OT GE it was a number of questions about SOPs, which have been answered subsequently courtesy of the Charlottesville Fire Department (who have their SOPs online):
http://www.cfdonline.org/sop.htm
mahastock, that is correct.
mahastock, no it has not been addressed to my knowledge. Options for addressing it would seem to include some sort of renegotiation to achieve a workable solution for both parties, or for DNAP to try to buy them out. There was a view that if Orchid were going to go bankrupt then the problem would disappear. This was always unlikely and is now definitely not going to happen so the problem remains. Orchid are not exactly getting anything for the premium they have paid so it must be in their interests to address this as well.
GE, we do not perform tests for Orchid. They have their own products (GeneScreen and Lifecodes) which they use for identification, paternity and forensic testing. Orchid paid DNAP for an option on certain of their products, which so far has not been exercised by Orchid (but has conversely has prevented prevented other deals being finalized with DNAP due to concerns by third parties about possible litigation by Orchid). A complicated situation and a lose-lose if ever I saw one. This option is one thing that still has to be addressed in some manner by the company.
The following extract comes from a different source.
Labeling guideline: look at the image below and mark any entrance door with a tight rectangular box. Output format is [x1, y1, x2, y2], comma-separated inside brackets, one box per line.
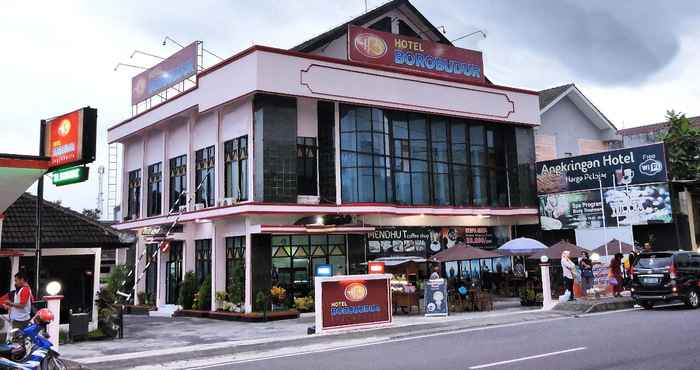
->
[165, 242, 183, 305]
GE, the SNP work is officially being done by Orchid e.g.
http://www.biomedcentral.com/news/20030909/04/
"So the team turned to other methods, such as mitochondrial DNA analysis, which is being performed by Celera Genomics, and single nucleotide polymorphism (SNP) analysis, which is being performed by Orchid Biosciences' GeneScreen."
However, this is utilizing SNP testing where traditional STR testing is not sufficient. At some stage, after concerted efforts with the various conventional testing approaches, there will still be a large number of unidentified DNA samples. I wonder whether DNAWitness might not be used for these to try to identify individuals based on ancestry and the other traits that are perhaps now available.